CORPUS CHRISTI, Texas — Hearing about the Russia-Ukraine crisis on TV or the internet is one thing, but listening about it from someone who has family living through it can be more immersive.
Students at Ray High School in Corpus Christi got the chance to listen to Dr. Khrystyna Holynska talk about the conflict in Ukraine. Holynska lived in Kyiv, Ukraine for 20 years and moved to the U.S. in 2020. She is currently an assistant policy researcher for the RAND Corporation in Santa Monica, California. The RAND Corporation is a political think tank that fights for worldly public policy solutions.
“Russia is not prepared to lose. This has to be taken into consideration. Ukraine is not prepared and will not concede in any way,” she told Ray High School students in the International Baccalaureate Club.
Once a month the World Affairs Council of South Texas brings a guest speaker to the International Baccalaureate program.
Twelfth-grade student in the program, Laura Li, said the crisis feels like it’s happening far away, but said Dr. Holynska really humanized it and helped her understand it more.
“I think that we’re sheltered enough that like it doesn’t really compute and doesn’t really process as an impactful thing,” Li said.
“It’s very hard to see people who were building their lives just leave with nothing,” Holynska told students during her speech.
She said people in Ukraine don’t necessarily know whether they’ll go back and under what circumstances.
“The people lost their understanding, their feeling of time. They just count their days and their days of conflict,” Holynska said.
Holynska said cyberattacks were not as persistent as many had predicted and also touched on other topics like Russia’s military, their potential use of biological weapons and their spread of misinformation to their own citizens.
Twelfth-grade international baccalaureate student and student body president, Roopa Bindingnavele, said she was especially shocked to hear about the misinformation Holynska said the Russians are spreading in their own country about the conflict.
“It was super interesting to hear more about the propaganda and like kind of the way that Russia is selling what’s happening to their own people,” Bindingnavele said.

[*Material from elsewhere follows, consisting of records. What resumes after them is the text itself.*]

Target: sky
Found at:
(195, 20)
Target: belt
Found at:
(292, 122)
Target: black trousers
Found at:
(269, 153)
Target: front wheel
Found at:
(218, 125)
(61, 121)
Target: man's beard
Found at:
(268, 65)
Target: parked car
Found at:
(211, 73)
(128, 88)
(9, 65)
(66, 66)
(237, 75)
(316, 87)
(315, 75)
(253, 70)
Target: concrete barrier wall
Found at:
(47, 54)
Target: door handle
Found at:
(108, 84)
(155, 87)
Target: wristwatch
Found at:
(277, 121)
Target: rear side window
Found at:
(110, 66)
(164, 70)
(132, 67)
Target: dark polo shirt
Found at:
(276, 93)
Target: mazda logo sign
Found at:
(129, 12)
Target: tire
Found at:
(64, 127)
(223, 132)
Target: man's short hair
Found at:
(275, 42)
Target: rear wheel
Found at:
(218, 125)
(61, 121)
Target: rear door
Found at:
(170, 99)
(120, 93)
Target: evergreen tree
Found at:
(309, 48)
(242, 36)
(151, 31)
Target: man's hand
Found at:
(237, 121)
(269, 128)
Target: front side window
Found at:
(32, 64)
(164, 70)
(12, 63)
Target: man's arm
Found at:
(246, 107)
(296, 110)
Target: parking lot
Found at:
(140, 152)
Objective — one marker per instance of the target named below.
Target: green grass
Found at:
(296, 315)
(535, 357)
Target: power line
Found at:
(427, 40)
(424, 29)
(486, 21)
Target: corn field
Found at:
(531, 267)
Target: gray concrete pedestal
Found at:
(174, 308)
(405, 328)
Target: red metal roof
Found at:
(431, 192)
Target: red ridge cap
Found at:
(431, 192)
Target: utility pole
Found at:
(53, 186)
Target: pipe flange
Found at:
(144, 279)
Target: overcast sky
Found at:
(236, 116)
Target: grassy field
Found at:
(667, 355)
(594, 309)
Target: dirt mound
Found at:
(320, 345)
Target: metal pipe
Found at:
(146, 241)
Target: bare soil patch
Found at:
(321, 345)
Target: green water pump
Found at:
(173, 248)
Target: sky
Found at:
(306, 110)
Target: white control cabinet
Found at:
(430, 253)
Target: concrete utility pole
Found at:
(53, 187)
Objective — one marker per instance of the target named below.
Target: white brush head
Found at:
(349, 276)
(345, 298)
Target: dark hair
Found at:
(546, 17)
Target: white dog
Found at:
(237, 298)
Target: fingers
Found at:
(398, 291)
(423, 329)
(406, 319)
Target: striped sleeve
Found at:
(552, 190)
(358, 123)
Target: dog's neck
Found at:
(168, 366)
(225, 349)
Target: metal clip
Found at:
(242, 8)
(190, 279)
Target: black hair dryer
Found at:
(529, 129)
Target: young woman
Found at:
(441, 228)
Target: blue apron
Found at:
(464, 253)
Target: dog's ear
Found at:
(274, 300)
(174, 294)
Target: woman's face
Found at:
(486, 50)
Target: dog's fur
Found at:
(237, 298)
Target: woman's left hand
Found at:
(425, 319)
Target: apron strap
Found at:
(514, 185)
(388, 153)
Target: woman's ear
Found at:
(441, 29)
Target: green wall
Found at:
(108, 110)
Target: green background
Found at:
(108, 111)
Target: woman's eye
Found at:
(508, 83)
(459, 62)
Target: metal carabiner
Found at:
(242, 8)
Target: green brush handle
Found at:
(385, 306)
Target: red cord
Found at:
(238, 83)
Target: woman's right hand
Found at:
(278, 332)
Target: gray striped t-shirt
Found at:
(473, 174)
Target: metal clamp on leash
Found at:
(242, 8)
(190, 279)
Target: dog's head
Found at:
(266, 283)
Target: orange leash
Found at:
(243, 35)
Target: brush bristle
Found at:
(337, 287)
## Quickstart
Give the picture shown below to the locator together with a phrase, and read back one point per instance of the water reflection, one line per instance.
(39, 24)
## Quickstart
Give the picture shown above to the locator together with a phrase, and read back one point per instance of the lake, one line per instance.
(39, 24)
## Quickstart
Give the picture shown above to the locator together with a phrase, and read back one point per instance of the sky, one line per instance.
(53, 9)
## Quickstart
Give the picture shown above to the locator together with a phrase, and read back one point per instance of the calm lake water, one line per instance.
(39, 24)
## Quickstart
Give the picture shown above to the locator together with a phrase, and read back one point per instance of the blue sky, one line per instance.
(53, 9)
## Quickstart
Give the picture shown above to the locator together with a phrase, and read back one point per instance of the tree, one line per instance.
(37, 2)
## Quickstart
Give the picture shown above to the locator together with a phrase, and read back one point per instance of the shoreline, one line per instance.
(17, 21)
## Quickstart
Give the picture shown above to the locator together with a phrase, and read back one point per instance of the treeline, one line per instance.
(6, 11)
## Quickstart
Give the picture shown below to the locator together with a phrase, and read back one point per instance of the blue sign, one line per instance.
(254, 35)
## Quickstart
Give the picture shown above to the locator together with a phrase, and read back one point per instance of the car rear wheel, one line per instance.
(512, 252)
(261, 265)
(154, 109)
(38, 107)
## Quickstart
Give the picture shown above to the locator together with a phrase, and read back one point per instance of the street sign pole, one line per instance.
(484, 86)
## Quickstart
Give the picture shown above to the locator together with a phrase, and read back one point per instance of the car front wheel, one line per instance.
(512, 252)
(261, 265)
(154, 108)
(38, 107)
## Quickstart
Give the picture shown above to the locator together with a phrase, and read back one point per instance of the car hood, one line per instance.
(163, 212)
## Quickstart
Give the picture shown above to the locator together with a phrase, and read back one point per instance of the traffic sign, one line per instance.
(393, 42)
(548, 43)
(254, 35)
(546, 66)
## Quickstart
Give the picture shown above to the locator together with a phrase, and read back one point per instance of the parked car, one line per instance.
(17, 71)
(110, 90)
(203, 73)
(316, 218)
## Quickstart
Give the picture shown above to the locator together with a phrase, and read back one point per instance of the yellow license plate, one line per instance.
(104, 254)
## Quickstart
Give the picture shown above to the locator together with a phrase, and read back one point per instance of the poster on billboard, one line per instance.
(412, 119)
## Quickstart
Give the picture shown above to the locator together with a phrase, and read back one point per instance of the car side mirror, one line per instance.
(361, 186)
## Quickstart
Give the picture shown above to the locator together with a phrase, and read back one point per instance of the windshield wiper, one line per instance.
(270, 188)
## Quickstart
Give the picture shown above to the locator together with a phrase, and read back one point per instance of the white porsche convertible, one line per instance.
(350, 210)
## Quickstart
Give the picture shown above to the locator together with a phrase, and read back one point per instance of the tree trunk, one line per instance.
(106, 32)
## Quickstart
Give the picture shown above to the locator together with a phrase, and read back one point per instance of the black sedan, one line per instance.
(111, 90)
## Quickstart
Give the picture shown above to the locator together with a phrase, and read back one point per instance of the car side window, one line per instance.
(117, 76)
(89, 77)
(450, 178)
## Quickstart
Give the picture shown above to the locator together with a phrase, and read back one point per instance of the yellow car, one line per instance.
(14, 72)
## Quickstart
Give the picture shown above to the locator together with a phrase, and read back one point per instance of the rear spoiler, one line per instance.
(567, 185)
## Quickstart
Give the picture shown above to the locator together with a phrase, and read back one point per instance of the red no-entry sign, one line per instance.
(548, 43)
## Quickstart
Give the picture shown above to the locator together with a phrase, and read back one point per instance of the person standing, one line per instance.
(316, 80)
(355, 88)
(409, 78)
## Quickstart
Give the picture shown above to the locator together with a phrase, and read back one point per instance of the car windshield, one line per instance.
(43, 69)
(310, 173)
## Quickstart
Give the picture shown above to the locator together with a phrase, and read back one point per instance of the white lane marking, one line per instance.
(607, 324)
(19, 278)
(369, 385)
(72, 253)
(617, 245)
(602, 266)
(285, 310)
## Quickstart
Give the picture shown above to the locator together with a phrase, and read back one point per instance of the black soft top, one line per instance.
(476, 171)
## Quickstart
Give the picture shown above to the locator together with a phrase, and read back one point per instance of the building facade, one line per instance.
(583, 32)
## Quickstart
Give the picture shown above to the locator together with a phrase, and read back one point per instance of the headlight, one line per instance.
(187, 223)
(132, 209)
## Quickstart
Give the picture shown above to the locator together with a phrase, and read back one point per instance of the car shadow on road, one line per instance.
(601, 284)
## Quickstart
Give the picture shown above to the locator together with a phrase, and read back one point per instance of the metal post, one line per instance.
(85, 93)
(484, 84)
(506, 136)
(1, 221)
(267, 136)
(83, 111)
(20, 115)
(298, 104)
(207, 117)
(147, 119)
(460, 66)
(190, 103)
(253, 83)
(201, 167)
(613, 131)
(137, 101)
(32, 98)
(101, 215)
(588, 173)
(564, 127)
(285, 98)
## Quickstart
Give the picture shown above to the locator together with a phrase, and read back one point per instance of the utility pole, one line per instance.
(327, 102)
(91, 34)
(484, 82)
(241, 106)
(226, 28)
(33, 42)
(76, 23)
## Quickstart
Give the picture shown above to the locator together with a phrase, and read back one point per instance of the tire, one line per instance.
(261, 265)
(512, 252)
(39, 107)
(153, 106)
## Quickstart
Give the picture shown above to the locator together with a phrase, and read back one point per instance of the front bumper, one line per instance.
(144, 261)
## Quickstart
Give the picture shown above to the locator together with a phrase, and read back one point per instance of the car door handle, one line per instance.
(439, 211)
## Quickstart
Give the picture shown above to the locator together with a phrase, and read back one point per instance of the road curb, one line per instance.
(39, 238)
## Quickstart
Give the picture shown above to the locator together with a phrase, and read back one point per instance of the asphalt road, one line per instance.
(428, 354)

Senior, Daniel Gardiner, said he has a friend in Ukraine, but unfortunately he lost touch with him because of the crisis. He said he is learning about how Vladimir Putin’s intentions relate to Joseph Stalin’s in history class.
His message to those in Ukraine, especially students that are his age, is that it may be hard for students in the U.S. like him to understand the conflict, but they are trying their best to understand and help.
“We feel for you, we support you, and above everything else we want you to be okay,” Gardiner said.